As the judge found, it was reasonable for Craig to seek to protect his assets, including his interest in the family-owned business, from claims by Donna in the event of divorce (claims that might potentially also affect the interests of other family members). It was, however, unreasonable to expect that his spouse, who then had no assets and negligible earning capacity, would contribute to the marriage by raising his child and by supporting his ability to work outside the home, with no expectation of future support no matter how long the marriage, and regardless whether she might never acquire assets of her own.
The probate judge applied the appropriate standard, and his conclusion that the waiver of alimony was neither fair nor [731]*731reasonable at the time it was made is supported by the evidence.
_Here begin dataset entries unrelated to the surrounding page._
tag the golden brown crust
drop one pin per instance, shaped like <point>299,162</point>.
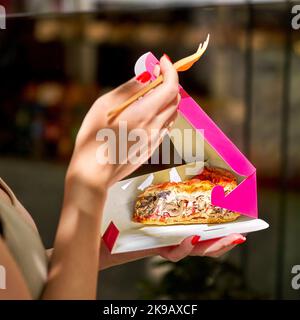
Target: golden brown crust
<point>186,202</point>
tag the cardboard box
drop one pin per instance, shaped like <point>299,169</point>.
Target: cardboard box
<point>121,234</point>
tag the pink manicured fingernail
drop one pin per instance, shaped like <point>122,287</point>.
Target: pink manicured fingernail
<point>167,57</point>
<point>239,241</point>
<point>144,77</point>
<point>195,240</point>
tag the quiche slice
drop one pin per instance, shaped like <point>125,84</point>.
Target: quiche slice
<point>186,202</point>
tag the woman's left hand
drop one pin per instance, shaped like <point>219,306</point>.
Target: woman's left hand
<point>193,246</point>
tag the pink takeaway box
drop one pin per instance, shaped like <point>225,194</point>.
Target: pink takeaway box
<point>121,234</point>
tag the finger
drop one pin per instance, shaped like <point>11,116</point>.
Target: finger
<point>210,247</point>
<point>156,70</point>
<point>168,114</point>
<point>221,252</point>
<point>164,94</point>
<point>129,88</point>
<point>179,252</point>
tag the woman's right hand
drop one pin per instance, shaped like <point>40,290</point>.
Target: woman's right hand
<point>152,114</point>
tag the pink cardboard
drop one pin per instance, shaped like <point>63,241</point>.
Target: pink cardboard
<point>243,198</point>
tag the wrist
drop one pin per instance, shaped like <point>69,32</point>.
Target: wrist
<point>83,196</point>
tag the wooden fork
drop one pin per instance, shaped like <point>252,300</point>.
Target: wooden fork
<point>181,65</point>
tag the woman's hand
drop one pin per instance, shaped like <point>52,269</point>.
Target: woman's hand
<point>75,261</point>
<point>152,114</point>
<point>193,246</point>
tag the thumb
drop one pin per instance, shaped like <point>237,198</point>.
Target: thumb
<point>131,87</point>
<point>176,253</point>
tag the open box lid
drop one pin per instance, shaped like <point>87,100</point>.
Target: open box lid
<point>218,150</point>
<point>121,234</point>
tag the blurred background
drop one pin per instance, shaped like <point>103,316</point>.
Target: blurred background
<point>58,56</point>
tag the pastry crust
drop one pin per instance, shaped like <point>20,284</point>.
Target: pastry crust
<point>186,202</point>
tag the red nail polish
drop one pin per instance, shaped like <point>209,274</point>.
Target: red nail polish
<point>195,240</point>
<point>167,57</point>
<point>239,241</point>
<point>144,77</point>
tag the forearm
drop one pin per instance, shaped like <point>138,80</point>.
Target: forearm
<point>74,265</point>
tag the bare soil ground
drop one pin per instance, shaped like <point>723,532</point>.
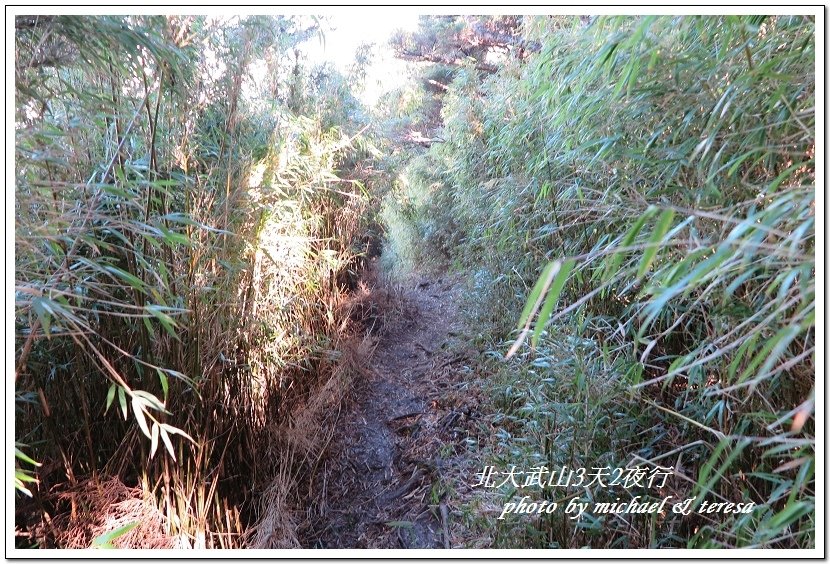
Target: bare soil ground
<point>382,480</point>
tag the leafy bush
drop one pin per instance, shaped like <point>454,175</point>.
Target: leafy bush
<point>660,172</point>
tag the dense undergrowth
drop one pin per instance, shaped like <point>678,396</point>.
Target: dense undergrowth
<point>185,236</point>
<point>645,189</point>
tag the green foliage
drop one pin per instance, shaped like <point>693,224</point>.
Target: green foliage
<point>670,162</point>
<point>178,246</point>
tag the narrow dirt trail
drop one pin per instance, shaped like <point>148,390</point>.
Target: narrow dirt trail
<point>380,487</point>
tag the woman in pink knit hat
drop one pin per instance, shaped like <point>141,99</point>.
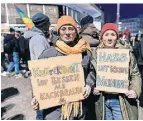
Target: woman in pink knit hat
<point>117,106</point>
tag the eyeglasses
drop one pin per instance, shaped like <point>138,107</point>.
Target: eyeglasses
<point>69,30</point>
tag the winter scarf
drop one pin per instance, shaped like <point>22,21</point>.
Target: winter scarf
<point>80,47</point>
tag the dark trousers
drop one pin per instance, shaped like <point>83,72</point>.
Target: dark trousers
<point>3,62</point>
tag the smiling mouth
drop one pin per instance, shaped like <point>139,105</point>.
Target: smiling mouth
<point>67,38</point>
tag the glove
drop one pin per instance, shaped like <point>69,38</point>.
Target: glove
<point>131,94</point>
<point>96,92</point>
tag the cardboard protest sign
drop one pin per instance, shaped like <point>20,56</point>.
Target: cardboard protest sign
<point>112,70</point>
<point>57,80</point>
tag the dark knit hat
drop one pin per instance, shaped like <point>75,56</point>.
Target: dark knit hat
<point>12,30</point>
<point>40,19</point>
<point>86,20</point>
<point>109,26</point>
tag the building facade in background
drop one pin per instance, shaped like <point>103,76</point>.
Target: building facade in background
<point>10,17</point>
<point>133,24</point>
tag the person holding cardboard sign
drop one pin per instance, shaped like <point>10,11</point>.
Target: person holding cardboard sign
<point>117,106</point>
<point>69,43</point>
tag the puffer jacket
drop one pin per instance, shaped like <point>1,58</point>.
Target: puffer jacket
<point>128,106</point>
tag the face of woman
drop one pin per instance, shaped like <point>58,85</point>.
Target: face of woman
<point>109,39</point>
<point>67,33</point>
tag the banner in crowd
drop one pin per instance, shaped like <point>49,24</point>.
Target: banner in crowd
<point>112,70</point>
<point>57,80</point>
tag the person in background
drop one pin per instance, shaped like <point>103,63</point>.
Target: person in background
<point>127,36</point>
<point>4,68</point>
<point>88,31</point>
<point>116,106</point>
<point>138,52</point>
<point>14,62</point>
<point>37,42</point>
<point>67,44</point>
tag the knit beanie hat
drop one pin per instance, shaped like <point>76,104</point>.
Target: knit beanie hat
<point>64,20</point>
<point>12,30</point>
<point>40,19</point>
<point>86,20</point>
<point>109,26</point>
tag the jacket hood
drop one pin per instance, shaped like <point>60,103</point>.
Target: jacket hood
<point>34,31</point>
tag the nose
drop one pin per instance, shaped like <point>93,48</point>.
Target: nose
<point>67,32</point>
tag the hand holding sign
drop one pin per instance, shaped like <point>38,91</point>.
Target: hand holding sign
<point>131,94</point>
<point>112,70</point>
<point>96,92</point>
<point>56,84</point>
<point>34,103</point>
<point>87,91</point>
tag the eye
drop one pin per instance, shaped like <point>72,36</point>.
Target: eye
<point>113,34</point>
<point>71,28</point>
<point>63,29</point>
<point>106,34</point>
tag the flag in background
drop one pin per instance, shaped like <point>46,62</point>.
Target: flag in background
<point>27,21</point>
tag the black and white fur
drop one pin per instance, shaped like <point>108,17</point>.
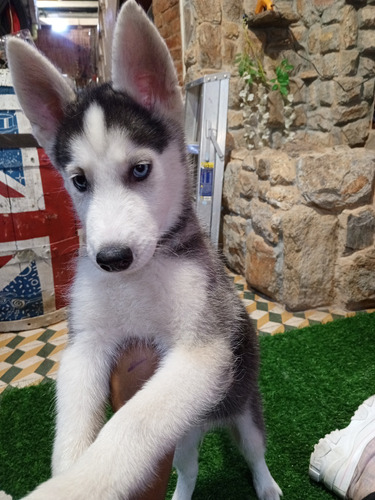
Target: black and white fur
<point>148,273</point>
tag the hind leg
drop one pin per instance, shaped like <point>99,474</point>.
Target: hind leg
<point>186,462</point>
<point>251,442</point>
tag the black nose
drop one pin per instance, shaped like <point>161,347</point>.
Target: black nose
<point>114,258</point>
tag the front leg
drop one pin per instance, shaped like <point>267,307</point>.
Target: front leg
<point>82,392</point>
<point>127,450</point>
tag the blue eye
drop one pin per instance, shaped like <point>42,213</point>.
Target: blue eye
<point>80,182</point>
<point>141,171</point>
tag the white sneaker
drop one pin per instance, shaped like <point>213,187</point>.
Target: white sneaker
<point>336,456</point>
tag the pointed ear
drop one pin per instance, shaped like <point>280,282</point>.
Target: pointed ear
<point>42,91</point>
<point>142,65</point>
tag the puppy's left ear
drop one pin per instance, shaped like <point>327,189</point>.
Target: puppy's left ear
<point>142,65</point>
<point>41,90</point>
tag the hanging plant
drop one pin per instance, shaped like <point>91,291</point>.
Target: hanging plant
<point>255,93</point>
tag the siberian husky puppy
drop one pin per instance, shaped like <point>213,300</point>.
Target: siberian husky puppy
<point>148,273</point>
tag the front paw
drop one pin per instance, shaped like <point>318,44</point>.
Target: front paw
<point>56,488</point>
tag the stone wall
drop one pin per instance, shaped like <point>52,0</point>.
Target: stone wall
<point>300,225</point>
<point>167,19</point>
<point>331,44</point>
<point>299,216</point>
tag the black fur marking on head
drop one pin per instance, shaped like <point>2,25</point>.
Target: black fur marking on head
<point>120,110</point>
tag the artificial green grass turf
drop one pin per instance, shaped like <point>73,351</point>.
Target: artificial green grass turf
<point>312,381</point>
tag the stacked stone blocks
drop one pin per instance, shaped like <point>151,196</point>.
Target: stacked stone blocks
<point>300,226</point>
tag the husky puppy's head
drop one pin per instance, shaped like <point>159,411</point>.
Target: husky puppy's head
<point>119,147</point>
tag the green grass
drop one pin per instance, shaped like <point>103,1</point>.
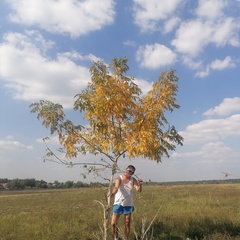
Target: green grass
<point>185,211</point>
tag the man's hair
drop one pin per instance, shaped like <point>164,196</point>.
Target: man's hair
<point>132,167</point>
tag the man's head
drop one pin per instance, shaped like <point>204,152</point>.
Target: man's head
<point>130,169</point>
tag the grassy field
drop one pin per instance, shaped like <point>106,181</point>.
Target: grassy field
<point>184,212</point>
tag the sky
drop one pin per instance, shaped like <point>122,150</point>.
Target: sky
<point>46,49</point>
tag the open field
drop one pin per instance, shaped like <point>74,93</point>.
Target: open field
<point>201,211</point>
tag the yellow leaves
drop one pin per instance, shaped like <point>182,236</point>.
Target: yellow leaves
<point>121,120</point>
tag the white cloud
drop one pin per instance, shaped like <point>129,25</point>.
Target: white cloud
<point>155,56</point>
<point>73,17</point>
<point>170,24</point>
<point>210,9</point>
<point>211,152</point>
<point>192,36</point>
<point>217,65</point>
<point>147,14</point>
<point>227,107</point>
<point>220,65</point>
<point>212,130</point>
<point>35,76</point>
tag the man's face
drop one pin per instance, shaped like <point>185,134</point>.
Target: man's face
<point>130,171</point>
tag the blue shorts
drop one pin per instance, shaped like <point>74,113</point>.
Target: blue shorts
<point>119,209</point>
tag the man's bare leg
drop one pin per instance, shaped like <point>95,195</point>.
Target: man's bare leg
<point>114,222</point>
<point>127,222</point>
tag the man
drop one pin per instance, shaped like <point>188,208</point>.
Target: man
<point>123,200</point>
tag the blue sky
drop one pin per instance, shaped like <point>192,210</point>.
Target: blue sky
<point>46,48</point>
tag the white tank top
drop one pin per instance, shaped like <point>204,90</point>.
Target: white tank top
<point>124,194</point>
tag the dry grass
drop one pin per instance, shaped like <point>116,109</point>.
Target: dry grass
<point>186,211</point>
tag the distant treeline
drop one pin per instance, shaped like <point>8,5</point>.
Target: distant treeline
<point>220,181</point>
<point>31,183</point>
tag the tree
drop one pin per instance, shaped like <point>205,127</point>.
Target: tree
<point>122,121</point>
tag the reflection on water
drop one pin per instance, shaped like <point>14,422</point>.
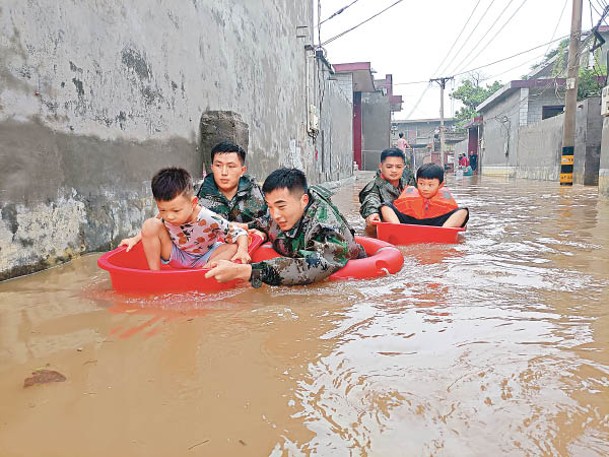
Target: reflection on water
<point>497,345</point>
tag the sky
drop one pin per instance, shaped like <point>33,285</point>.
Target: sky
<point>417,40</point>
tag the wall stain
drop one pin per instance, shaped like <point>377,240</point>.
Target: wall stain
<point>134,60</point>
<point>9,216</point>
<point>79,87</point>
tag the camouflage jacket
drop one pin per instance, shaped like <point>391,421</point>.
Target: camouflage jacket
<point>246,206</point>
<point>379,191</point>
<point>318,245</point>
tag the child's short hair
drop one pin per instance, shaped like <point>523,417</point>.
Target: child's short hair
<point>392,152</point>
<point>170,182</point>
<point>292,179</point>
<point>225,147</point>
<point>431,171</point>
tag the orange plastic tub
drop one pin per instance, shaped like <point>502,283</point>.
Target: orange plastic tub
<point>383,259</point>
<point>401,234</point>
<point>129,273</point>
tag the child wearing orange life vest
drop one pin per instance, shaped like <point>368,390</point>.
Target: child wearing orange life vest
<point>430,203</point>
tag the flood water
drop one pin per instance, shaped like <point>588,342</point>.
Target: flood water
<point>498,345</point>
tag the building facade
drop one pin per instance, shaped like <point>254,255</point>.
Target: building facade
<point>95,97</point>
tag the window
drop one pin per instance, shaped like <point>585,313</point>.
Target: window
<point>551,111</point>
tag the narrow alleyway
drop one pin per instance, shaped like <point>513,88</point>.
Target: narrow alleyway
<point>498,345</point>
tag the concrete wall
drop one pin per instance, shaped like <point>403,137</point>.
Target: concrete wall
<point>539,150</point>
<point>589,126</point>
<point>376,128</point>
<point>500,137</point>
<point>539,146</point>
<point>334,144</point>
<point>97,96</point>
<point>603,175</point>
<point>550,96</point>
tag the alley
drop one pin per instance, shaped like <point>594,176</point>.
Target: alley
<point>498,345</point>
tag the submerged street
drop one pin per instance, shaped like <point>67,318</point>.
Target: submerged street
<point>498,345</point>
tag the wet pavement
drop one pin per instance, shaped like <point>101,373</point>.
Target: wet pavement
<point>497,345</point>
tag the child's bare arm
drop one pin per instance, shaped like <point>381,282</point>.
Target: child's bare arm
<point>242,255</point>
<point>130,242</point>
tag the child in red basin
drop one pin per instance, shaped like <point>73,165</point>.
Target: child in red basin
<point>184,234</point>
<point>430,203</point>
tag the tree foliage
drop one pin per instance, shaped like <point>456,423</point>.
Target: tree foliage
<point>471,93</point>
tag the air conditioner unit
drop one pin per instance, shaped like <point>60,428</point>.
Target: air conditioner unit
<point>605,101</point>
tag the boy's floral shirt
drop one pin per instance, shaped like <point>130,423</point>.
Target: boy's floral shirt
<point>198,237</point>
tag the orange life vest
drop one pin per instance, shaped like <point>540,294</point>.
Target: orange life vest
<point>411,203</point>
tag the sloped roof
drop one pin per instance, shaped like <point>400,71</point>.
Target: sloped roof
<point>363,80</point>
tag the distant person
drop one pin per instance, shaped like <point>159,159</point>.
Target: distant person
<point>430,203</point>
<point>304,227</point>
<point>402,143</point>
<point>392,177</point>
<point>228,190</point>
<point>473,160</point>
<point>184,234</point>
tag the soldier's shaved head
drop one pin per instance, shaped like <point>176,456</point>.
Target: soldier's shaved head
<point>292,179</point>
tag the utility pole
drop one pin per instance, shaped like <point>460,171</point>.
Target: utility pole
<point>442,83</point>
<point>568,130</point>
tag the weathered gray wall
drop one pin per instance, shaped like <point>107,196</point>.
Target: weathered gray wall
<point>500,138</point>
<point>539,147</point>
<point>589,126</point>
<point>376,128</point>
<point>97,96</point>
<point>336,134</point>
<point>603,175</point>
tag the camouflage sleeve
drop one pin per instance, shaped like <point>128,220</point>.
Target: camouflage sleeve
<point>257,207</point>
<point>410,181</point>
<point>261,223</point>
<point>231,231</point>
<point>370,199</point>
<point>325,254</point>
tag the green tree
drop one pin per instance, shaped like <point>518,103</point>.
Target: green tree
<point>471,93</point>
<point>591,81</point>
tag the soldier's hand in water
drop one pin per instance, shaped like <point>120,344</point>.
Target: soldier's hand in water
<point>240,225</point>
<point>257,233</point>
<point>373,219</point>
<point>130,242</point>
<point>225,270</point>
<point>241,256</point>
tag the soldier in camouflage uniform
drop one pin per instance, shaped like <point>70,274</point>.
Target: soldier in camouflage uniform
<point>305,228</point>
<point>228,191</point>
<point>393,176</point>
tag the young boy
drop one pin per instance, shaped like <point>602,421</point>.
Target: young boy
<point>304,227</point>
<point>427,204</point>
<point>228,190</point>
<point>184,234</point>
<point>391,178</point>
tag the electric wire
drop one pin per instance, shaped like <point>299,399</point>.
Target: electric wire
<point>510,57</point>
<point>335,37</point>
<point>457,40</point>
<point>490,29</point>
<point>491,63</point>
<point>463,46</point>
<point>338,12</point>
<point>496,34</point>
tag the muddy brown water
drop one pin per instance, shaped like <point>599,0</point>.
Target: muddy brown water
<point>498,345</point>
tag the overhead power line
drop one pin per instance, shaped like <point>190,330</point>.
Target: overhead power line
<point>335,37</point>
<point>338,12</point>
<point>463,46</point>
<point>492,63</point>
<point>507,58</point>
<point>481,40</point>
<point>458,37</point>
<point>472,60</point>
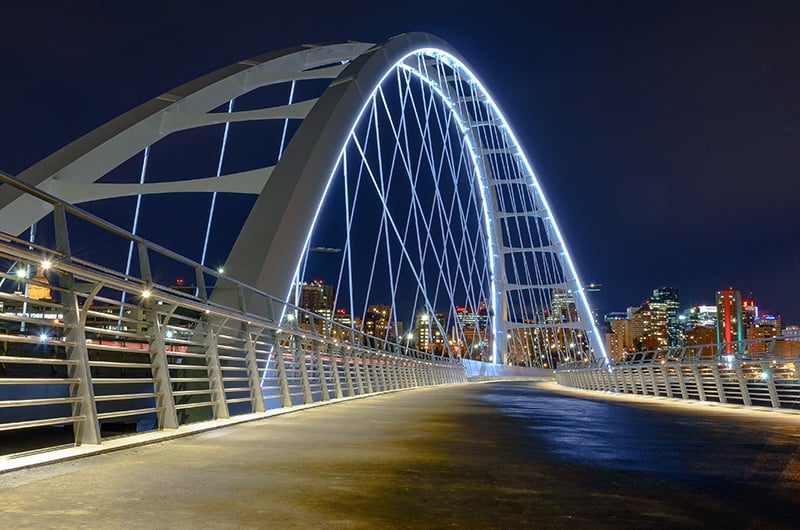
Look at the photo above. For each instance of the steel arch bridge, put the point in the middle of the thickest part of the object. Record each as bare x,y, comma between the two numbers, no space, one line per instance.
183,288
392,159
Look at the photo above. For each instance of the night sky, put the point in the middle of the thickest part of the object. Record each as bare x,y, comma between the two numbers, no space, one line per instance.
665,134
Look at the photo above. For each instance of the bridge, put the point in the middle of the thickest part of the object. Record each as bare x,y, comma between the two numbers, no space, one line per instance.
160,276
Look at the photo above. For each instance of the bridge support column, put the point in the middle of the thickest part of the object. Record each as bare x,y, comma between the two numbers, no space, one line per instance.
159,364
87,429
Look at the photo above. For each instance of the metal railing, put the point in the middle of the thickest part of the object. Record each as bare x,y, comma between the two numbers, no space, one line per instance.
753,373
91,352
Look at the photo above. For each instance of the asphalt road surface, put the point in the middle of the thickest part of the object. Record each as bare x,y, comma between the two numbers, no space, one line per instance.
495,455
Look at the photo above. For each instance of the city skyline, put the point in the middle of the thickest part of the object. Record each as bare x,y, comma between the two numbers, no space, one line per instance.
665,149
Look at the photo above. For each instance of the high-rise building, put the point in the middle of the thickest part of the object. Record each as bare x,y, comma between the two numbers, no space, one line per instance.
473,325
427,333
667,298
649,325
562,307
700,315
378,323
316,297
729,317
619,325
749,314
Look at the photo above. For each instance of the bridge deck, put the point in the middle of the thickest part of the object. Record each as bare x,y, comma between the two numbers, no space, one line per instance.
503,455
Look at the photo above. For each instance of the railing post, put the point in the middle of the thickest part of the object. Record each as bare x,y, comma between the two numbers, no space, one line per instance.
335,373
369,372
280,365
359,369
743,386
323,382
253,377
667,382
723,398
348,365
773,391
300,359
216,385
701,391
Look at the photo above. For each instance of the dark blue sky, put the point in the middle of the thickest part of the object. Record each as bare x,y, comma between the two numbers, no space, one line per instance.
666,134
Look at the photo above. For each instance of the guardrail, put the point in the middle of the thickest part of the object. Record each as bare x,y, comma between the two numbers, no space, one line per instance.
753,373
89,352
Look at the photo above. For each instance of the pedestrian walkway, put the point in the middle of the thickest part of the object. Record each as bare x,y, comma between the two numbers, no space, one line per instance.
492,455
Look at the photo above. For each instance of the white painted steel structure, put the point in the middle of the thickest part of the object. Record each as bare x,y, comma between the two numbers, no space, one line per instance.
403,149
757,373
165,357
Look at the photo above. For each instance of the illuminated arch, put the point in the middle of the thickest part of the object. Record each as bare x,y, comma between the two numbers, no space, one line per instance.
533,289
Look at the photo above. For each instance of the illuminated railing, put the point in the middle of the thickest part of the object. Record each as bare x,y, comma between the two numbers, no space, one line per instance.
760,373
107,352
The judge did not err in concluding that the provision waiving alimony was invalid.
(c) The alimony award. Having invalidated the alimony waiver as to Donna, the judge was next called upon to decide whether and in what amount Craig should pay alimony. The judge was not constrained, in these circumstances, to limiting the alimony award to an amount sufficient only to prevent her from “becom[ing] a public charge,” DeMatteo v. DeMatteo, 436 Mass. at 35. Instead, factors found in G. L. c. 208, § 34, apply and, as these factors were considered by the judge and his findings are amply supported by the evidence, we will uphold the judgment as to alimony.
Corrected judgment of divorce nisi affirmed.